2026-05-15 · Loss: 0 · Post-Exploit On-Chain Message

On Ethereum at 2026-05-15 14:59:07 UTC, transaction 0xebeec0fba179c018d5266f6220f6a7fa2151921da6ee1f375bdbc0c1dd02e32a was an on-chain plaintext message, not the exploit transaction that drained TrustedVolumes. The calldata decodes directly to a bug-bounty / settlement demand referencing the previously stolen funds, and the transaction produced no logs, no token transfers, and no ETH transfers. The actual TrustedVolumes drain already documented in this repository occurred earlier on 2026-05-07 in transaction 0xc5c61b3ac39d854773b9dc34bd0cdbc8b5bbf75f18551802a0b5881fcb990513.

Classification

This queue item should be classified as post-exploit attacker communication rather than as a fresh exploit. The automation alert expanded to the message transaction itself, which explains why a normal exploit-investigator run would fail to find a drain path or vulnerable settlement flow in 0xebeec0....

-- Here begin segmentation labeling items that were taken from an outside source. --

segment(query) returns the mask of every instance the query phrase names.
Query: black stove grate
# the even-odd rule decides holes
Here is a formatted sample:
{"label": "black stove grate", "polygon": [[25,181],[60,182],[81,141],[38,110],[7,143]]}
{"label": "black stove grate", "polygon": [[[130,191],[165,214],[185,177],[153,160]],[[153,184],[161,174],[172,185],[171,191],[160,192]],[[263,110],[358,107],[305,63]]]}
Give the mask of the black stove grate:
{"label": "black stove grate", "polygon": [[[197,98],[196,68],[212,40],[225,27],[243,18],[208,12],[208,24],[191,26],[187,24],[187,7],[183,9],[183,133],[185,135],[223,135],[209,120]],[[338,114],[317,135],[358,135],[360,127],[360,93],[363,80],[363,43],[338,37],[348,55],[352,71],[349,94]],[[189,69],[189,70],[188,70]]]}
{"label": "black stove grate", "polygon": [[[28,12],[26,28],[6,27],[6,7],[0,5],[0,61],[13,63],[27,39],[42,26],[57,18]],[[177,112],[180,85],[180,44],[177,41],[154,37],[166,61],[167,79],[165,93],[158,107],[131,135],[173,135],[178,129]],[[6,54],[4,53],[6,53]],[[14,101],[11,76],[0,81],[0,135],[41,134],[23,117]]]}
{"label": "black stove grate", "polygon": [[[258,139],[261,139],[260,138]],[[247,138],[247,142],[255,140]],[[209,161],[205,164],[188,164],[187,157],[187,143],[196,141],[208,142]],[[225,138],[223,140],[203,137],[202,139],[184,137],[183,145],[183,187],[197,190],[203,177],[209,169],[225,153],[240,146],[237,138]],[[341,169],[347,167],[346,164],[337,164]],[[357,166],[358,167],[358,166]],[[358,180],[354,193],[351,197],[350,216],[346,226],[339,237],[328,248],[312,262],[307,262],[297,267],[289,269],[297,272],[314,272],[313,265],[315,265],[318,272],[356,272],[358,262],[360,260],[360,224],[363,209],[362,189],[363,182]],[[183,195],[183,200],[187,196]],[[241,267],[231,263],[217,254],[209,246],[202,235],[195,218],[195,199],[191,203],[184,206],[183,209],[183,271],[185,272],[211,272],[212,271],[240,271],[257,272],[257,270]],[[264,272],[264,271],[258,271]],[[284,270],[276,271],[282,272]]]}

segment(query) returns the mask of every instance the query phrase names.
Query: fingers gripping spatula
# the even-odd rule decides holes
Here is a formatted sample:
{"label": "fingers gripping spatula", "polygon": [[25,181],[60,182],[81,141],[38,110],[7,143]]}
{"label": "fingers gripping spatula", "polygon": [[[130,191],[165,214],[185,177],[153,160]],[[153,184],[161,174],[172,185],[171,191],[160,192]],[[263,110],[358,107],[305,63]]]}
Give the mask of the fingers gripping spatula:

Why This Is Not The Exploit

Transaction Behavior

• to: 0xfa4f52df02e5f3563bc4569a6b43bb6aca617e07
• value: 0
• receipt logs: none
• trace type: single top-level CALL
• asset movement: none

The top-level calldata is ASCII text. Decoded, it reads:

The company is prepared to write off the stolen funds and proceed with a criminal complaint…

The rest of the message proposes a bug-bounty settlement and includes the contact handles @trustedvolumes and [email protected]. There is no exploit logic, no router interaction, no token transferFrom, no flash-loan path, and no attacker profit generated by this transaction.

Trace Summary

trace_callTracer.json for 0xebeec0... is a single CALL from 0x1ef9bfb1e7480c01d3d00e9bca5f29625c6c4806 to 0xfa4f52df02e5f3563bc4569a6b43bb6aca617e07, with the input payload carrying the plaintext message. No nested calls execute and no contracts related to the May 7 TrustedVolumes drain appear in the trace.

Financial Impact

receipt.json contains no logs, and funds_flow.json shows:

• no ERC-20 transfers
• no approvals
• no ETH transfers
• no attacker gains

So the financial impact of 0xebeec0... itself is 0.

Canonical TrustedVolumes Exploit Reference

The real TrustedVolumes drain is the earlier validated incident already present in this repo:

• canonical exploit tx: 0xc5c61b3ac39d854773b9dc34bd0cdbc8b5bbf75f18551802a0b5881fcb990513
• canonical report: reports/trustedvolumes-rfq-proxy-drain/report.md
• canonical incident date: 2026-05-07 00:47:35 UTC
• canonical loss: approximately $5.87M

That validated report shows the actual root cause: the TrustedVolumes RFQ proxy / implementation accepted a maker-authorized signer relationship but later debited a separate calldata-controlled funding address, allowing the attacker to drain the resolver’s approved balances.

Takeaway

For queue processing, scanner links that point to post-exploit on-chain messages should not automatically be treated as exploit transactions. This transaction is best recorded as attacker settlement messaging that references the prior TrustedVolumes exploit, with the exploit analysis anchored to 0xc5c61b3ac39d854773b9dc34bd0cdbc8b5bbf75f18551802a0b5881fcb990513 instead.